Europe’s multiple representation

Posted by: Jan Strupczewski

It must be a strange experience for non-European officials to talk to Europeans at events such as this weekend’s Group of 20 nations’ financial conference in St. Andrews, Scotland. If you want to make a deal with Europe, whom do you speak to? At the table there is Germany, France, Italy and Britain, a representative of the country that holds the rotating EU presidency (currently Sweden) and a representative of the executive European Commission.

The famous quote from Henry Kissinger “Who do I call if I want to call Europe?” is just as valid in economic policy-making as it is in foreign or defence policy.

In theory, the 27-nation European Union prepares its common position for global forums like

the G20 at ministerial meetings or summits shortly before the G20. So it should be enough to have just one pan-EU delegation that would present that common view, by necessity an internal EU compromise. Somehow, it is not.

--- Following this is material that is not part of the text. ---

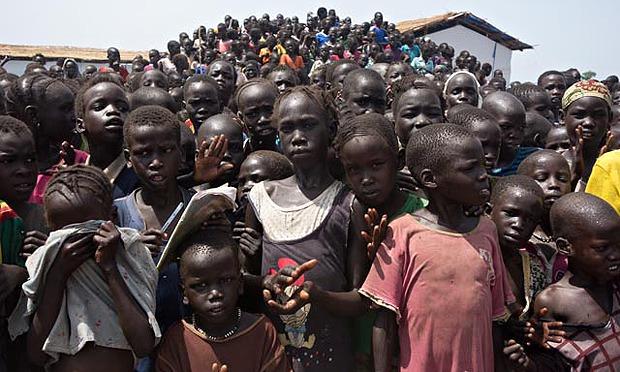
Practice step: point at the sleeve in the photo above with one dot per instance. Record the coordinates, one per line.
(384, 283)
(601, 184)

Sources taking part in the meetings say the four biggest European economies that guard their individual seats at the G20 do not always speak with one voice. Or toe the EU line.

How does that make the EU representative look? Or the European Union as a whole? Why would anybody want to do a deal with the EU if its biggest members themselves undermine its authority by the very fact that they don’t trust a single delegation to present their joint view? Doesn’t that mean that, in fact, there is no common view? Then why bother with going through the motions of preparing a joint position before a G20?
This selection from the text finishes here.